Beneath the published Times story is the unreported story of the analysis and contextualization of today’s corporate media and how it slants the news to fit its corporate interests.

“There is a hunger for independent voices,” Goodman observed. She advocated “reporting from the victim’s perspective” and that the media should show “humanity responding to humanity.” Though the corporate media has the technological tools to educate and inform, Goodman contends that “we live in a globalized world, but we are isolated from information.”

Goodman’s award-winning journalism now appears on over 500 radio and TV stations, making it the largest public media collaboration in the U.S. Goodman will soon be writing a new column called “Breaking the Sound Barrier,” which will be carried by King Features.

“The media world is in turmoil,” according to publisher Jay Harris. “The internet changes everything.” Author and broadcaster Hartmann spoke about the “Fox effect,” noting, “The presence of Fox News can swing 6-10% of votes.” Hartmann also asserted, “Newspapers today represent business, which is why we have business sections and not even a labor page.”

“It’s a myth that there is objective news,” Hartmann added. There is a danger to think that there is an objective source of news. Now we have a phony filter. You used to know the bias of the newspapers you were reading.”
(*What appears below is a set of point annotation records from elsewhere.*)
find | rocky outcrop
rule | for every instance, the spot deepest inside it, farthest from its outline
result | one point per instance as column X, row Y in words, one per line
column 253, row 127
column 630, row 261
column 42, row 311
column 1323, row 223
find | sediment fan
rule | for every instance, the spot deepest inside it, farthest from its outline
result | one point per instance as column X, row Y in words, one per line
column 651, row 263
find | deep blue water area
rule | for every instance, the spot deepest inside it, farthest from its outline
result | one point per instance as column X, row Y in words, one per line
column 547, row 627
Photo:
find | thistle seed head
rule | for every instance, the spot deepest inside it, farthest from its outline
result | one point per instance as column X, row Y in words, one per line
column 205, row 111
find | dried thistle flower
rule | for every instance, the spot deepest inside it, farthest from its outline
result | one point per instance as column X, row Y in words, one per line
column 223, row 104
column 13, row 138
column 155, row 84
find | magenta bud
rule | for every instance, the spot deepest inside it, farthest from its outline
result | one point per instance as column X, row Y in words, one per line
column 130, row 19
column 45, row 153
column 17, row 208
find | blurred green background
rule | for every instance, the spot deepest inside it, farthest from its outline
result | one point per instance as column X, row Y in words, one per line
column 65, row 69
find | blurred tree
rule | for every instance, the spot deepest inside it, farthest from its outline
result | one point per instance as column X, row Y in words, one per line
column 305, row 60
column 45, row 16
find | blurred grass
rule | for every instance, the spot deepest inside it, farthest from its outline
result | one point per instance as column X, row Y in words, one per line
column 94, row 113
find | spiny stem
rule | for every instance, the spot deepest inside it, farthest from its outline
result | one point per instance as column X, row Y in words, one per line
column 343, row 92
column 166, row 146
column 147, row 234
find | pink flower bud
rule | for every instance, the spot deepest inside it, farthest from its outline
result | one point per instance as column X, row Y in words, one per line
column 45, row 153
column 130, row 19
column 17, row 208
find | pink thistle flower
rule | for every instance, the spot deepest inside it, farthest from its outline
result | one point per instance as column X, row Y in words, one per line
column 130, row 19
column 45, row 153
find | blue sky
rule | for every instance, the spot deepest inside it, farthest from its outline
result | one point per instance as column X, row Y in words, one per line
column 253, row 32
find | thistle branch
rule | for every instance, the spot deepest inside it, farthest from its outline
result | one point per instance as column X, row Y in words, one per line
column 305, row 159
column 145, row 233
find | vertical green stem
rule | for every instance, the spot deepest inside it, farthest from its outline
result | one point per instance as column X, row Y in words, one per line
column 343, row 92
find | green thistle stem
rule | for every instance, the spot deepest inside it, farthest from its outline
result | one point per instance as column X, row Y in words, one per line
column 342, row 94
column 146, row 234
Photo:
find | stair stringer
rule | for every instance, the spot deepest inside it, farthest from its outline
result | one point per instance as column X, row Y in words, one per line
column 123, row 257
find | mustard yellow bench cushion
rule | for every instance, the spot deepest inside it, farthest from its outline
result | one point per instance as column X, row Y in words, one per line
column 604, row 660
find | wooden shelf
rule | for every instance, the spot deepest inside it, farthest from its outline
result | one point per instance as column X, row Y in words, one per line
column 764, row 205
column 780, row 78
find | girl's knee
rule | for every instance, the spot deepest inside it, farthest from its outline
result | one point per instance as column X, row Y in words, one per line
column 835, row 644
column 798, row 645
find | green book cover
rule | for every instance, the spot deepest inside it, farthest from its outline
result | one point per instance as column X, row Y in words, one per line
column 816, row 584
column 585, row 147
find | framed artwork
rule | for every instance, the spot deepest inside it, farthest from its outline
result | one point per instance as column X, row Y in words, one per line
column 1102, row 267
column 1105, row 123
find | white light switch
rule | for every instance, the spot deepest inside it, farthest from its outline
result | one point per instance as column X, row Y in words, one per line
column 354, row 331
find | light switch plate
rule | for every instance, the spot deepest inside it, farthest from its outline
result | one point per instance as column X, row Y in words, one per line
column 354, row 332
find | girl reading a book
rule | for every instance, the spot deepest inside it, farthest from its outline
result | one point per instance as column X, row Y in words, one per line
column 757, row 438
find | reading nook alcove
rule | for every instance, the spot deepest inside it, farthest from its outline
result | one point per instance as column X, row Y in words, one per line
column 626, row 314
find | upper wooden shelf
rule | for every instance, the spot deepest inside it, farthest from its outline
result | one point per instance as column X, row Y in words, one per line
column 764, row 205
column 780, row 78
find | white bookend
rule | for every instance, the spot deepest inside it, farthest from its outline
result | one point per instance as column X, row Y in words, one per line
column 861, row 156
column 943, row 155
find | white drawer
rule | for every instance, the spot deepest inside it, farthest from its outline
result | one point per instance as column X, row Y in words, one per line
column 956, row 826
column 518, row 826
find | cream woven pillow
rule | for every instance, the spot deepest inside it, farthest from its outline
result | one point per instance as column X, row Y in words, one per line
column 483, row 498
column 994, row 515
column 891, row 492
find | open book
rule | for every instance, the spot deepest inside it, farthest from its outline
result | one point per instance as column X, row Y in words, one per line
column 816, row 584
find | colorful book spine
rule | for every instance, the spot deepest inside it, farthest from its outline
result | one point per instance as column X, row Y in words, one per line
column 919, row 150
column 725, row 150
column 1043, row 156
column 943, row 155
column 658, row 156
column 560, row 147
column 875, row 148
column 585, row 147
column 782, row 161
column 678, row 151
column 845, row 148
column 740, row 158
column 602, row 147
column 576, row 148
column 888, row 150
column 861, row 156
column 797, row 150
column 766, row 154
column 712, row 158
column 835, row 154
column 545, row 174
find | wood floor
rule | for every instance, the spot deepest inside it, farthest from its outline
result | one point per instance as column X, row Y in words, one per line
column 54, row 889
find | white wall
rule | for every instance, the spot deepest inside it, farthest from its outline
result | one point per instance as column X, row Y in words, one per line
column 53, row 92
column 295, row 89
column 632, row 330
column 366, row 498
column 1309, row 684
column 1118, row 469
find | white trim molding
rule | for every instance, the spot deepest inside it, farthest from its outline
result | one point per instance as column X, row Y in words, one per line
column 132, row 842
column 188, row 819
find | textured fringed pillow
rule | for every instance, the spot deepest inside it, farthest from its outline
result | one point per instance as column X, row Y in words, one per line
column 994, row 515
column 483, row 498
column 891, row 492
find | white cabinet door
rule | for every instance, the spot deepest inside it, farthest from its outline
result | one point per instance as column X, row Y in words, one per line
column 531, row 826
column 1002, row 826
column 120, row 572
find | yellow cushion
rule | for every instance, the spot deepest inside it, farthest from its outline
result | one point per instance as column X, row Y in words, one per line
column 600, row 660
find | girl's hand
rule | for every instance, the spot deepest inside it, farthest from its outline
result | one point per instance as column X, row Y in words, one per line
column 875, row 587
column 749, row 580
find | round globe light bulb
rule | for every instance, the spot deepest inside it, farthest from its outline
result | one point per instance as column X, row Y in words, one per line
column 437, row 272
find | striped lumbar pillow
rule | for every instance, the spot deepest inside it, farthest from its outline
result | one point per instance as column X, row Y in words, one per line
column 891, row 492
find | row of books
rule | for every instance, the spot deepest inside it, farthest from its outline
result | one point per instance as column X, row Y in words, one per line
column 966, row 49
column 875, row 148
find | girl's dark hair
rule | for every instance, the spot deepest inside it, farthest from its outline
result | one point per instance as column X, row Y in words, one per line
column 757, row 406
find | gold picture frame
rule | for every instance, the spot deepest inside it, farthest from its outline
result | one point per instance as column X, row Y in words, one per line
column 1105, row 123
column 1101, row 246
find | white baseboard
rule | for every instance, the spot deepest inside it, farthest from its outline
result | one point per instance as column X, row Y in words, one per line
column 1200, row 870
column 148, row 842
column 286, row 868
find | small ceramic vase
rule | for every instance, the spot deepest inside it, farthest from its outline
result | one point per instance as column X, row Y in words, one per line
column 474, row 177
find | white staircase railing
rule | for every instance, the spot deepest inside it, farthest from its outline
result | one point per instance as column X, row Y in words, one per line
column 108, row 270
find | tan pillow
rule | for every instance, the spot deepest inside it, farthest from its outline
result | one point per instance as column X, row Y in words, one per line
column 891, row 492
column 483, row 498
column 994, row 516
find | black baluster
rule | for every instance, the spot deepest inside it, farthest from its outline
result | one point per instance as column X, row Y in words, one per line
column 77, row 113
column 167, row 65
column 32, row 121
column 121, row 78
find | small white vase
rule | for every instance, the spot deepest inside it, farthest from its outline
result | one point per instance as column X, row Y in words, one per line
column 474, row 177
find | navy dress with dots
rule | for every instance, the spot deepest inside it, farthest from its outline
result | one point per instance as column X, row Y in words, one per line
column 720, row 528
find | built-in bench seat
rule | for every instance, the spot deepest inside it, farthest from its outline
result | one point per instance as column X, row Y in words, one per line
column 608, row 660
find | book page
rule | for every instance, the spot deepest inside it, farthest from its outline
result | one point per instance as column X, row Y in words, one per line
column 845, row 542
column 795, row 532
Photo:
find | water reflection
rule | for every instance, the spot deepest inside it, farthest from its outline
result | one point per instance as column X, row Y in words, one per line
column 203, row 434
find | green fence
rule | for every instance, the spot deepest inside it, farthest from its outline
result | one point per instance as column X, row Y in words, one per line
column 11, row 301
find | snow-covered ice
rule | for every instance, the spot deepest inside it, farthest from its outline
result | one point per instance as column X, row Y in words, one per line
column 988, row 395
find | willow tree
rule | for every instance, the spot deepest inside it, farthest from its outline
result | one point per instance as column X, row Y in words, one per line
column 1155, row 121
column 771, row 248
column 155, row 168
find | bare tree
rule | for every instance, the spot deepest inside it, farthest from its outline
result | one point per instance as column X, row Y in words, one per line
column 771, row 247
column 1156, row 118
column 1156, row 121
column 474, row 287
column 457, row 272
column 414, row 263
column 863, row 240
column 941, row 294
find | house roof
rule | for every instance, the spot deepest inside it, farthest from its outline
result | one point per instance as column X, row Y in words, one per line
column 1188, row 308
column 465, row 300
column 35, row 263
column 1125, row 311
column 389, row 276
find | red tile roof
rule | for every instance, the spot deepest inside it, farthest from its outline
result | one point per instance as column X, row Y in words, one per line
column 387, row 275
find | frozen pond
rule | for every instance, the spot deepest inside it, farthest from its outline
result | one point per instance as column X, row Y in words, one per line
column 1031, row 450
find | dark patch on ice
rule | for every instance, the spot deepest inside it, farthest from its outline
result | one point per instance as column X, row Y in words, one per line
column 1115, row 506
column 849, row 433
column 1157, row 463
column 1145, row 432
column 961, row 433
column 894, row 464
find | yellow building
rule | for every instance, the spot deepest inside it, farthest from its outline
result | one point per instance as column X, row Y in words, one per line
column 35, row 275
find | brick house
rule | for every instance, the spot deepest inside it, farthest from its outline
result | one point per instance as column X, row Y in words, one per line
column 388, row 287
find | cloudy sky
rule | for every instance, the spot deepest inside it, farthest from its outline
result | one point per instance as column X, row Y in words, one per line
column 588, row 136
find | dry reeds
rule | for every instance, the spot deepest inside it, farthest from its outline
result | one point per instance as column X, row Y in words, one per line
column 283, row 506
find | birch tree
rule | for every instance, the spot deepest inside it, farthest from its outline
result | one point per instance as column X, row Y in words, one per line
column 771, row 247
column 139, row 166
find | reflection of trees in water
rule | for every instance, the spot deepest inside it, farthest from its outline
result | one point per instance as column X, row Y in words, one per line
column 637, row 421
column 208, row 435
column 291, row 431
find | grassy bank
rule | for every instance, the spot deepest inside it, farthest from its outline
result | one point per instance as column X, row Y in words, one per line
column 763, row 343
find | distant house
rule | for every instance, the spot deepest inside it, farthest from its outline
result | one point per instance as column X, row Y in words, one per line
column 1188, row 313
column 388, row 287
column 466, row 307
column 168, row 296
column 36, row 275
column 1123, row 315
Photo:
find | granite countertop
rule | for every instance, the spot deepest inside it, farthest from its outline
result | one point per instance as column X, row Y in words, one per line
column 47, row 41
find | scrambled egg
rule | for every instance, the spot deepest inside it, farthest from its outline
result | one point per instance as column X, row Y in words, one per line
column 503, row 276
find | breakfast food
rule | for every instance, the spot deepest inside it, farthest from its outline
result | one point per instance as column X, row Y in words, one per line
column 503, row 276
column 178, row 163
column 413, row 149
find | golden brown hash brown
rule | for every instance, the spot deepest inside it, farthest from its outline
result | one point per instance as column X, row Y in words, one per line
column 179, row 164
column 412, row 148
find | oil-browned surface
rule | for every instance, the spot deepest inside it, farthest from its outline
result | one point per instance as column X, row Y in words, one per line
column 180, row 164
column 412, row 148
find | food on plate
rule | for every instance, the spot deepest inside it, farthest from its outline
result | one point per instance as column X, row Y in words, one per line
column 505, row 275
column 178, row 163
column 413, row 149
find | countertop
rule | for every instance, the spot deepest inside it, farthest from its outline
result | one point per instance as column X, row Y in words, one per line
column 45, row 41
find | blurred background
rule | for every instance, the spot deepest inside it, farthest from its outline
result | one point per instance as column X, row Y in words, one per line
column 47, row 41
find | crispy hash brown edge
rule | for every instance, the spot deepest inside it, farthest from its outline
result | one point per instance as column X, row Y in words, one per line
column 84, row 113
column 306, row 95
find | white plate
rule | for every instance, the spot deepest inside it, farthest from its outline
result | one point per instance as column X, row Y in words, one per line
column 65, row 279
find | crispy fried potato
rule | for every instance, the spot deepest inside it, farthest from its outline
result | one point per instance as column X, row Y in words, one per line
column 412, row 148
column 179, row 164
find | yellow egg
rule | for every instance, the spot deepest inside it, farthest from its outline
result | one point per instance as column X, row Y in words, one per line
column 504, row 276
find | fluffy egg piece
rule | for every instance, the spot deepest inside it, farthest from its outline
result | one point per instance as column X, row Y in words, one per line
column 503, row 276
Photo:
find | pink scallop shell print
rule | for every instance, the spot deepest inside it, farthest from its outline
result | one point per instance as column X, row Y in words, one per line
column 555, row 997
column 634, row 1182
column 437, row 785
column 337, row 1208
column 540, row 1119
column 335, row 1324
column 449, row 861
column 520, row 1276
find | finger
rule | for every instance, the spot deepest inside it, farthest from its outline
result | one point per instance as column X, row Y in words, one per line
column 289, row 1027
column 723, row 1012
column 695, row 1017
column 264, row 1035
The New York Times article was not without its merit. Perhaps better to be ridiculed than ignored, which at least gives one exposure. A City Councilmember in this reporter’s hometown of Sebastopol, Larry Robinson, noted, “Any publicity is good publicity, because it builds name recognition,” echoing ancient political wisdom. Just getting the word Bioneers out there is cause enough to thank the Times.

About half way into their article, the Times does begin to do more objective reporting and cover a few things that actually happened at Bioneers, rather than merely the subjective discounting and framing by the reporter. But studies reveal that the vast majority of newspaper readers tend to read only the first few paragraphs of articles; some readers continue, but few get to the end of stories. The Times article has few quotes, the majority of which are one-liners, hence possibly taken out of context. Their cynical reporter clearly had a different experience than this reporter did at the event.